The Spark

the Voice of
The Communist League of Revolutionary Workers–Internationalist

“The emancipation of the working class will only be achieved by the working class itself.”
— Karl Marx

California Charges Murder for Miscarriage

Jan 20, 2020

Two months after a miscarriage, 25-year-old Chelsea Becker of Hancock, in central California, was charged with murder and put behind bars on five million dollars bail. The Kings County District Attorney charged Becker after hospital authorities notified the coroner’s office about the miscarriage, and the coroner found the drug methamphetamine in the stillborn baby.

It’s a pattern that’s repeating itself in Hancock. In 2018, another young woman, Adora Perez, who had had a miscarriage at the same hospital, faced murder charges through collusion between hospital officials and the DA. A judge slammed her with an 11-year prison sentence.

The cases against Perez and Becker are based on a 1970 California law which, ironically, was supposed to protect pregnant women from domestic violence. But such cases against women are often dismissed even before a trial, and for good reason: it simply can’t be proven that a miscarriage is caused by the mother’s use of drugs. A miscarriage can happen for all kinds of reasons, including abdominal trauma, certain infections and even high blood pressure. In fact, because of this, miscarriages are much more common in economically depressed working-class or farming communities like Hancock.

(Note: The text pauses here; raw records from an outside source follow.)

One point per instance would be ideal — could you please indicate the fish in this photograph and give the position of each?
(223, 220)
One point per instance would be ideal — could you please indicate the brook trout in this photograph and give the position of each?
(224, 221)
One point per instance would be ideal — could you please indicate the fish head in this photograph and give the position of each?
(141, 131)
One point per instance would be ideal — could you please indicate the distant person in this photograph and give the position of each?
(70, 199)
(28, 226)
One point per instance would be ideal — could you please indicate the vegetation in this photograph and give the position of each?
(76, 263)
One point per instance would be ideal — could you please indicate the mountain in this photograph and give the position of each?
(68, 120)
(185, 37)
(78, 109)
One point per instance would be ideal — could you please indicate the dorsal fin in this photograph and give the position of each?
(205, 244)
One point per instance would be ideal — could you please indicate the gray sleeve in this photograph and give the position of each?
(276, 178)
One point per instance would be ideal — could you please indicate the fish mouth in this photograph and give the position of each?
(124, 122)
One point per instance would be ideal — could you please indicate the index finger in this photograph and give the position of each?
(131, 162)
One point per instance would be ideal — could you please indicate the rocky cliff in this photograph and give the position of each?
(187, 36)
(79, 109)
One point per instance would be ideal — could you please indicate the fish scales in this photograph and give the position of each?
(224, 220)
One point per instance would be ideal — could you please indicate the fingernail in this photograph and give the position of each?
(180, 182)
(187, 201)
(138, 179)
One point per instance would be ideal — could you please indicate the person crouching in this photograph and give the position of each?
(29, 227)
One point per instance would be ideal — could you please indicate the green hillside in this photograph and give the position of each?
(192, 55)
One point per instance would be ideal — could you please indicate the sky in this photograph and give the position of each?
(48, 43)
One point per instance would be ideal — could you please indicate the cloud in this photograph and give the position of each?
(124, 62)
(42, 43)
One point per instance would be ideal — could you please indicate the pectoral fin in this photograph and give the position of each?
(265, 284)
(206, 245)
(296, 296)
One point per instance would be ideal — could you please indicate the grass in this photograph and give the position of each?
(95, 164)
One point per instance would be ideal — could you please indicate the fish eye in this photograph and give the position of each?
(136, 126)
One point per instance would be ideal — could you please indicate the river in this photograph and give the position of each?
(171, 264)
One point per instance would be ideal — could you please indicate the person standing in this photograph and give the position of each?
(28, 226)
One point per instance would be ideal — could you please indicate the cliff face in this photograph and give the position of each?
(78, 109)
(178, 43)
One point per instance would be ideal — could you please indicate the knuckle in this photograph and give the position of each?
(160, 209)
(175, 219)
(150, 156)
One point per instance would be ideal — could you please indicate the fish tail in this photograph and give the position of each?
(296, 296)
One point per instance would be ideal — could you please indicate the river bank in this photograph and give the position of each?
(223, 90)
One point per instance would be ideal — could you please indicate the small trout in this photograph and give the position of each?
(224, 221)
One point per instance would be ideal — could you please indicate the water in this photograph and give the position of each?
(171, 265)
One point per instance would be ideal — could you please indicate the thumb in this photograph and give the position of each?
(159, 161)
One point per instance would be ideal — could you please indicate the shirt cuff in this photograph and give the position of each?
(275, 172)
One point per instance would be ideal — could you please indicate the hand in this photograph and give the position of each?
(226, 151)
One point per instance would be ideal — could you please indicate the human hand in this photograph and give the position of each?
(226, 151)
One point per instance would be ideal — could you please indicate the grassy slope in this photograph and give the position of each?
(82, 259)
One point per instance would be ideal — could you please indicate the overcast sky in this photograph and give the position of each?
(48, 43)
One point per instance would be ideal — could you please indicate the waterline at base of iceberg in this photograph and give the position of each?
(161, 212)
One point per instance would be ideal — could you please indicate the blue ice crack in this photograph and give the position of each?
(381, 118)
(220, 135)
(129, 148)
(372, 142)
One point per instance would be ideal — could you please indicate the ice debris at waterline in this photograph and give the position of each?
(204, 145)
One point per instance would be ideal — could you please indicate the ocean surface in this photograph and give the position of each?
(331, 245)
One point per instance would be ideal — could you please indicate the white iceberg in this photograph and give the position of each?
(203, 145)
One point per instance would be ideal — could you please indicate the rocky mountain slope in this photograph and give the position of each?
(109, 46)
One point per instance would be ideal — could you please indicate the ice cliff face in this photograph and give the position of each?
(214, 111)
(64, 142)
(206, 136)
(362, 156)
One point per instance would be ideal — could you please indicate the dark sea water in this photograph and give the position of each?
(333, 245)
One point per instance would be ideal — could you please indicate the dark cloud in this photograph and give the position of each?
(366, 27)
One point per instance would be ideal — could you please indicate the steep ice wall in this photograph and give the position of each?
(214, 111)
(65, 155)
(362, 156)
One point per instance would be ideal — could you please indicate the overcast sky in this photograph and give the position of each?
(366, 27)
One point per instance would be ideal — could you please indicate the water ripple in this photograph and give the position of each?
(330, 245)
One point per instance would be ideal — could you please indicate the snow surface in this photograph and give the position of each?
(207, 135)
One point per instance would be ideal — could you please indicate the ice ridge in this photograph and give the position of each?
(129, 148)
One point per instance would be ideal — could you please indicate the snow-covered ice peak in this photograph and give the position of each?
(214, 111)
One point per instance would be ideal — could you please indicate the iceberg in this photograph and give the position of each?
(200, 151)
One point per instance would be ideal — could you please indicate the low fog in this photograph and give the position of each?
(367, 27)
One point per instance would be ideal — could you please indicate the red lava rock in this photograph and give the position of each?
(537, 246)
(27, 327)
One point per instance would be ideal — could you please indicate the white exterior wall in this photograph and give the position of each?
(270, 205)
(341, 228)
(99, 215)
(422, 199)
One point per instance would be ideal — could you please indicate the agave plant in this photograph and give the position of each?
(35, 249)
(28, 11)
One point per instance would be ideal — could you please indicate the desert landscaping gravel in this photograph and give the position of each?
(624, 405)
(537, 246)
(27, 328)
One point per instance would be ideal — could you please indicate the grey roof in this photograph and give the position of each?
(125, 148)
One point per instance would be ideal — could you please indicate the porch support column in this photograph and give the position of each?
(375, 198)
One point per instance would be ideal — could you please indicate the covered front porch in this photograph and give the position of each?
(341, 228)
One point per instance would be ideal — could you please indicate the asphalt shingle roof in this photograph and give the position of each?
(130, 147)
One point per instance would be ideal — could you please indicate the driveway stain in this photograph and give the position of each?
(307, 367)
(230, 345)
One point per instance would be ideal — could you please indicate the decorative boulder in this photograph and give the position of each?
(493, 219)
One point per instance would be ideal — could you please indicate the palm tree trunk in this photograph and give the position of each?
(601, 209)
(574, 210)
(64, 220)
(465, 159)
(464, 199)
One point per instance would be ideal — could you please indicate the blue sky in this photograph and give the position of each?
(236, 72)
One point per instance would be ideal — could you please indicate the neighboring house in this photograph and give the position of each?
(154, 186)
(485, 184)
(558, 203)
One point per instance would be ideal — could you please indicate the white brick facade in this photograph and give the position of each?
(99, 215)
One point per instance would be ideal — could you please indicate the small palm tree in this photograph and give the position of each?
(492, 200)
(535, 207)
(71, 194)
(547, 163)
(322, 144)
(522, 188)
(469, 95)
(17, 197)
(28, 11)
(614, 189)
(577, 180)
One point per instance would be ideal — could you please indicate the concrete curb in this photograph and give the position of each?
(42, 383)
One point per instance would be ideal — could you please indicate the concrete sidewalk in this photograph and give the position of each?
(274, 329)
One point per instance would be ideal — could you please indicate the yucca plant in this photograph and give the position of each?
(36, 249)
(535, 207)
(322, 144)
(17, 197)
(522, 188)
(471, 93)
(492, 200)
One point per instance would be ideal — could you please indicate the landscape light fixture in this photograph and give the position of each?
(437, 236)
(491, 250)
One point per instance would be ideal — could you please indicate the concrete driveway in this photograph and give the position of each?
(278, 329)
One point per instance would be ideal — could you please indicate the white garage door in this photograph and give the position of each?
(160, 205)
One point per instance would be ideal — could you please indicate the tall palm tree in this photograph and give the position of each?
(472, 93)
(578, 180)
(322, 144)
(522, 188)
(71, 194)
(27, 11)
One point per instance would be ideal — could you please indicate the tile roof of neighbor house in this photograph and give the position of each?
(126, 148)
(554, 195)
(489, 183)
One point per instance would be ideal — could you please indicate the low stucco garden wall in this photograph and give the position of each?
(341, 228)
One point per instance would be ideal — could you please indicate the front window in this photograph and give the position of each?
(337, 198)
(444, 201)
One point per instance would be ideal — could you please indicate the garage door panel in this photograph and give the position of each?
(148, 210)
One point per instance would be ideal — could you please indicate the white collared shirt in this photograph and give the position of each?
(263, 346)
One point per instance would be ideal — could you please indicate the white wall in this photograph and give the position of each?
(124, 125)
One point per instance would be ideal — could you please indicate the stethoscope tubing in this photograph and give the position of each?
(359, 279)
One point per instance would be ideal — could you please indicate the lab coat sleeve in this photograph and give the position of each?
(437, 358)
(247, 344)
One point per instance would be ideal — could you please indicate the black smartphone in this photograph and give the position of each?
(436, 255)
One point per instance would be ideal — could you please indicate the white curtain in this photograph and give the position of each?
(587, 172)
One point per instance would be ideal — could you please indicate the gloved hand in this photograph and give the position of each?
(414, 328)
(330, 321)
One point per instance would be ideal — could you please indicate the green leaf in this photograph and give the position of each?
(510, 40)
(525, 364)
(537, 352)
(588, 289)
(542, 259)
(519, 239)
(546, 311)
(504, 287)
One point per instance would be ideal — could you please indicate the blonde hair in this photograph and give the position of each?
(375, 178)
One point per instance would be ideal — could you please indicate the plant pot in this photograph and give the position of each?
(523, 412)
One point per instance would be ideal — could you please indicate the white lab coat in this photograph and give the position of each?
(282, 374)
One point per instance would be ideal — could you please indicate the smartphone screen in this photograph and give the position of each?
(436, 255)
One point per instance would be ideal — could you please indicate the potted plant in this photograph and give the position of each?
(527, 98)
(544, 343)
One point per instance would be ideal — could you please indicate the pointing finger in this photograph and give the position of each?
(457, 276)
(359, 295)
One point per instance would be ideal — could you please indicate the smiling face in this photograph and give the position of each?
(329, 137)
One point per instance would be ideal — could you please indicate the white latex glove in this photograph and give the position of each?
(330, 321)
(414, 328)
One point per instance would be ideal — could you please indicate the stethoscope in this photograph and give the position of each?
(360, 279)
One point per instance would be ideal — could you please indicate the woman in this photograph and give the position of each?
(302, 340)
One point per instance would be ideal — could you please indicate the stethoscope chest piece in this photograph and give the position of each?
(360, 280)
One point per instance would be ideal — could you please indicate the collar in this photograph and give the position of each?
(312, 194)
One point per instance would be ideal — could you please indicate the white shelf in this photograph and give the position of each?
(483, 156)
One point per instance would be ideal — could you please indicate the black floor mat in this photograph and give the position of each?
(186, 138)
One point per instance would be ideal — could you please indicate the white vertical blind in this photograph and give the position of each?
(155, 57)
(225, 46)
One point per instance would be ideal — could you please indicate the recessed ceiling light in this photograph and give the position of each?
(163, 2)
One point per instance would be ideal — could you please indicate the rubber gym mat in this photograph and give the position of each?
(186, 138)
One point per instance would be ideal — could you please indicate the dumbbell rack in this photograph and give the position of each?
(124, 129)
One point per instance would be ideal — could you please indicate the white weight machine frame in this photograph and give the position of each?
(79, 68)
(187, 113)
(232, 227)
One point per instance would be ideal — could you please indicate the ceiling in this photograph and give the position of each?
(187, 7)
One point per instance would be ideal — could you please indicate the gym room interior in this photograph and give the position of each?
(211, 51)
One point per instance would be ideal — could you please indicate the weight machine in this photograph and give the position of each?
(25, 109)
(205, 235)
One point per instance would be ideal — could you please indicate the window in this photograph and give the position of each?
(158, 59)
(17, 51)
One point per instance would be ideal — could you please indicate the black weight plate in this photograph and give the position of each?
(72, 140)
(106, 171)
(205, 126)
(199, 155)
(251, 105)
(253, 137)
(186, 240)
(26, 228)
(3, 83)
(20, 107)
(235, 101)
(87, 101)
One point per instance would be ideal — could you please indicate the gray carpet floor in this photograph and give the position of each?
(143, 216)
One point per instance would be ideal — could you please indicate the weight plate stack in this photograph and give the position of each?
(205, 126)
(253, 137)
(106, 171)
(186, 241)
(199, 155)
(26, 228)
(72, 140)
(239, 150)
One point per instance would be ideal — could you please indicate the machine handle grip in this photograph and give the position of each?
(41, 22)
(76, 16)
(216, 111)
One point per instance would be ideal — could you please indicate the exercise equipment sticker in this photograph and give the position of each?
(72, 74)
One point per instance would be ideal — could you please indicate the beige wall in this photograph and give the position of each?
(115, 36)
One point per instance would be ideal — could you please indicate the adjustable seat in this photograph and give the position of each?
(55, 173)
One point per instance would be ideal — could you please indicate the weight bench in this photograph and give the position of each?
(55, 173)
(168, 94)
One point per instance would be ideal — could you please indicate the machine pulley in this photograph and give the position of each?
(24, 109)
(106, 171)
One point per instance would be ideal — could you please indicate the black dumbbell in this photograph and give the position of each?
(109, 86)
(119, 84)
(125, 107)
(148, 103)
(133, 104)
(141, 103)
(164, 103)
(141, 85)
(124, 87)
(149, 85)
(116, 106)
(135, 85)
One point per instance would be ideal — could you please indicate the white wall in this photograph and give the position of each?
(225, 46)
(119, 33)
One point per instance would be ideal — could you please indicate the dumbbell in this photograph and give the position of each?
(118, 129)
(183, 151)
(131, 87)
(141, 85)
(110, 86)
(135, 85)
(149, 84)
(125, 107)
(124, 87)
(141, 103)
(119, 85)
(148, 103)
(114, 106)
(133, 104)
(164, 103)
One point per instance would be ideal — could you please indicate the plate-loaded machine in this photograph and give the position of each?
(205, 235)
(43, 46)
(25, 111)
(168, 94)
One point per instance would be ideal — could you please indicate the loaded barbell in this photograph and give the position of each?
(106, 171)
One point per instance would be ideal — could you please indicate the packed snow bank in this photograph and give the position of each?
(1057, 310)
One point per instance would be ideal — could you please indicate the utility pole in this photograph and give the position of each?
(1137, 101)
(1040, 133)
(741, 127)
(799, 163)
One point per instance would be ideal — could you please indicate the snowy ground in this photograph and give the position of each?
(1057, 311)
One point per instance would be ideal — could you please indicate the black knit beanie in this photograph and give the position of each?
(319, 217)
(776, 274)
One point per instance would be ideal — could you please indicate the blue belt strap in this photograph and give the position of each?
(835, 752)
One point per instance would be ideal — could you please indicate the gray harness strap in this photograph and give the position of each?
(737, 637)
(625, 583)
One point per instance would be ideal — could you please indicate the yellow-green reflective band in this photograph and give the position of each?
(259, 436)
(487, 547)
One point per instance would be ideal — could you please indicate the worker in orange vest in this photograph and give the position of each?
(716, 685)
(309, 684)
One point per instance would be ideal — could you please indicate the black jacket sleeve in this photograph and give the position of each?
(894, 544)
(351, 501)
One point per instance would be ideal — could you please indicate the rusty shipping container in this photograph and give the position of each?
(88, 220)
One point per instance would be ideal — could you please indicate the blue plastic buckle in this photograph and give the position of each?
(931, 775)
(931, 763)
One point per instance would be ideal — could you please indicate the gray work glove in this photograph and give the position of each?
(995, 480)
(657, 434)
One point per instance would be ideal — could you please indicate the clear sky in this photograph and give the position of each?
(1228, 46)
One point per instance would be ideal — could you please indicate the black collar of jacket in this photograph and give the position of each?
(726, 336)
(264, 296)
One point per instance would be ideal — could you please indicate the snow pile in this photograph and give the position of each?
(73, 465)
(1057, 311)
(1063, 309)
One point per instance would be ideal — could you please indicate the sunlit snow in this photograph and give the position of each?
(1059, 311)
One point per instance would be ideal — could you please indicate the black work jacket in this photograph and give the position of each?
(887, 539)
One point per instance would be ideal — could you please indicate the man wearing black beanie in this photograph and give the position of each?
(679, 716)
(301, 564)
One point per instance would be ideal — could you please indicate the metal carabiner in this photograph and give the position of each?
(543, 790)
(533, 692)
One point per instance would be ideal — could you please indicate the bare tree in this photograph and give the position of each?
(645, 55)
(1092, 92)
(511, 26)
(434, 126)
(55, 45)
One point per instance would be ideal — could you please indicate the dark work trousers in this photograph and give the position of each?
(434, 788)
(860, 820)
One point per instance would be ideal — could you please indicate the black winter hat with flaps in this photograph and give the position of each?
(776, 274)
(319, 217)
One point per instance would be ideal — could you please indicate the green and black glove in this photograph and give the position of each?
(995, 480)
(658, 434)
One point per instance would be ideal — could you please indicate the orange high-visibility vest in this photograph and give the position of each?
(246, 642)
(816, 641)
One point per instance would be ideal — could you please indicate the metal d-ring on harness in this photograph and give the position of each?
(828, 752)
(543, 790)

But obviously, these facts do not matter to all those authorities who railroaded Perez to prison: the hospital officials who told on her, the coroner who ruled the miscarriage a “homicide,” the DA who charged her with murder and the judge who gave her a long prison sentence without a trial. Apparently, the same DA is now trying to repeat his “success” in the Perez case, by attacking another young woman who has an addiction.

What’s going on in Hancock is part of an increasing tide of attacks on women across the country, accusing women of “immoral choices,” such as ending a pregnancy or using drugs.

People who claim such moral superiority over others may be a small minority, but politicians and government officials use such backward views to attack working-class communities plagued by poverty, and all the social problems that come with it.